Vu les autres pièces du dossier ;
Vu :
- le code général des impôts et le livre des procédures fiscales ;
- le code de justice administrative.
Les parties ont été régulièrement averties du jour de l'audience.
Ont été entendus au cours de l'audience publique :
- le rapport de Mme Frédérique Munoz-Pauziès,
- et les conclusions de Mme Pauline Reynaud, rapporteure publique,
Considérant ce qui suit :
1. M. C... a fait l'objet d'un contrôle sur pièce à l'issue duquel, par proposition de rectification du 6 septembre 2018, le service lui a notifié des rehaussements en matière d'impôt sur le revenu au titre des années 2015 à 2017. Il relève appel du jugement du 9 février 2023 par lequel le tribunal administratif de Bordeaux a rejeté sa demande tendant à la décharge de ces impositions.
Sur l'étendue du litige :
2. Par une décision du 14 septembre 2023, postérieure à l'enregistrement de la requête de M. C..., le service a prononcé le dégrèvement, à concurrence d'une somme de 7 591 euros, de la cotisation supplémentaire d'impôt sur le revenu à laquelle M. C... a été assujetti au titre de l'année 2015, et correspondant à la réduction d'impôt de l'article 199 septivicies dont a bénéficié l'intéressé de 2011 à 2014. Les conclusions de la requête sont, dans cette mesure, devenues sans objet.

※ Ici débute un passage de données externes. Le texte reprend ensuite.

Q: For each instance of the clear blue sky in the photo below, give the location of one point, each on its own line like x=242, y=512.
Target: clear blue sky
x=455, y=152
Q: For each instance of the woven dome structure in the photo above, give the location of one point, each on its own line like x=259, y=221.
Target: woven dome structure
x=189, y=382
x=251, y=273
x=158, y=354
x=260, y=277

Sur le surplus des conclusions de la requête :
Sans qu'il soit besoin d'examiner la fin de non-recevoir soulevée en défense :
En ce qui concerne le bénéfice d'une demi part supplémentaire :
3. Aux termes de l'article 194 du code général des impôts : " I. Le nombre de parts à prendre en considération pour la division du revenu imposable prévue à l'article 193 est déterminé conformément aux dispositions suivantes : (...) Lorsque les enfants sont réputés être à la charge égale de chacun des parents, ils ouvrent droit à une majoration de : / a) 0,25 part pour chacun des deux premiers et 0,5 part à compter du troisième, lorsque par ailleurs le contribuable n'assume la charge exclusive ou principale d'aucun enfant ; (...) II. Pour l'imposition des contribuables célibataires ou divorcés qui vivent seuls, le nombre de parts prévu au I est augmenté de 0,5 lorsqu'ils supportent à titre exclusif ou principal la charge d'au moins un enfant. Lorsqu'ils entretiennent uniquement des enfants dont la charge est réputée également partagée avec l'autre parent, la majoration est de 0,25 pour un seul enfant et de 0,5 si les enfants sont au moins deux. Ces dispositions s'appliquent nonobstant la perception éventuelle d'une pension alimentaire versée en vertu d'une convention de divorce par consentement mutuel déposée au rang des minutes d'un notaire ou d'une décision de justice pour l'entretien desdits enfants. ".
4. Il résulte de l'instruction que lors de la souscription de ses déclarations de revenus au titre des années 2015, 2016 et 2017, M. C... a déclaré son fils en tant qu'enfant mineur à sa charge exclusive et bénéficié en conséquence d'une demi-part supplémentaire pour le calcul de son quotient familial. Toutefois, lors du contrôle sur pièces, le service a constaté que la mère de l'enfant l'avait déclaré à sa charge en 2015 et en résidence alternée au titre des années 2016 et 2017. Par courriers du 14 juin 2018 et du 10 juillet 2018, le service a demandé à M. C... de lui communiquer une copie du jugement fixant les modalités de garde de l'enfant, mais M. C... n'a pas donné suite à ces courriers. En revanche, la mère de l'enfant a communiqué au service une attestation de M. C..., que l'administration produit devant la cour, affirmant que l'enfant était en garde alternée pendant l'année 2015. L'administration a donc considéré que M. C... bénéficiait au titre de 2015 non d'une demi-part, mais d'une majoration de 0,25, et en l'absence de tout élément produit par l'intéressé, elle a appliqué la même majoration en 2016 et 2017. Si M. C... persiste à soutenir qu'il supportait au titre des trois années en cause la charge exclusive de son fils, il n'apporte devant la cour comme d'ailleurs devant les premiers juges, strictement aucun élément au soutien de ces allégations.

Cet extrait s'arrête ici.